Last year I felt so new because I was reforming myself. For two years I struggled to fit myself into the mold of my major: chemical engineering. Engineering is a wonderful thing that we depend on daily, but it was something I could just never find my fit in. I could never envision what I would be doing a year or two after graduation. This lack of direction made it difficult to find passion for my classes. Without passion or direction, I struggled. My grades dipped embarrassingly. The identity I had made for myself as an overachieving student vanished overnight. No, literally, it took one day of three midterm exams at once to wipe away most of my self-confidence. This defeat shook me to my core and I stayed in that shivering state for longer than I like to admit. I tried to disconnect because it felt better than staying connected to all that shame and disappointment. It took me a whole year from that event to determine that I needed out. I needed to get away from something that felt like it could only ever strap me to the idea that I was not good or passionate enough. I finally decided to change majors as a result and that new decision brought one thing: the most powerful, immense peace I have ever felt. It was such an overwhelming peace that I laughed out loud by myself in the middle of a campus coffee shop. And since then, I have been reforming, restructuring how I think of myself, and how to understand my value now that I am not a perfect student. Reformation to me has never been about perfection; it’s about a better understanding.

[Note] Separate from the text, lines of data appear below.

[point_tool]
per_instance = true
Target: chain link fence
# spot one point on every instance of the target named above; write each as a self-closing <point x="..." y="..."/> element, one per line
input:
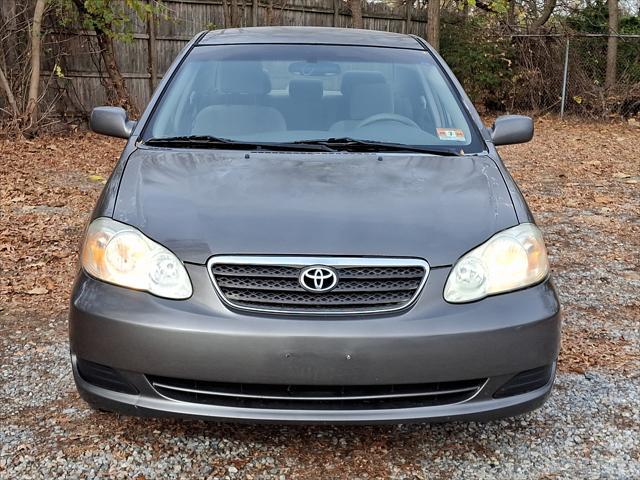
<point x="560" y="73"/>
<point x="569" y="74"/>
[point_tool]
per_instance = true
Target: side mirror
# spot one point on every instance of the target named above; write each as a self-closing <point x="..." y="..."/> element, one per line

Reformation is so real, and newness is so real to me. I have made very intentional changes in my life to find newness, but newness has also found me in unexpected places. I haven’t yet stopped reflecting on my experiences as a freshman/sophomore and transfer student.
Now I am a senior in college about to graduate this spring and yet I stand here still feeling so new. I just got here. I think understanding that reformation is a path of continual process is important. Has the church ever really been static? And have our lives ever really been static? For me, the answer is no! We are so dynamic and so is our world and our church. The newness that we find every day in our lives speaks to this. So I ask you to pause for a moment and reflect on all this new, both in your life and the church.
What is new and frustrating; what is old that should be new? How could the newness be affecting others, or yourself? It has been 500 years since Martin Luther started the reformation, but I think that things still feel new. So I ask God to guide us through the new, to learn from where we came from, and let these reflections guide us on our paths going onward.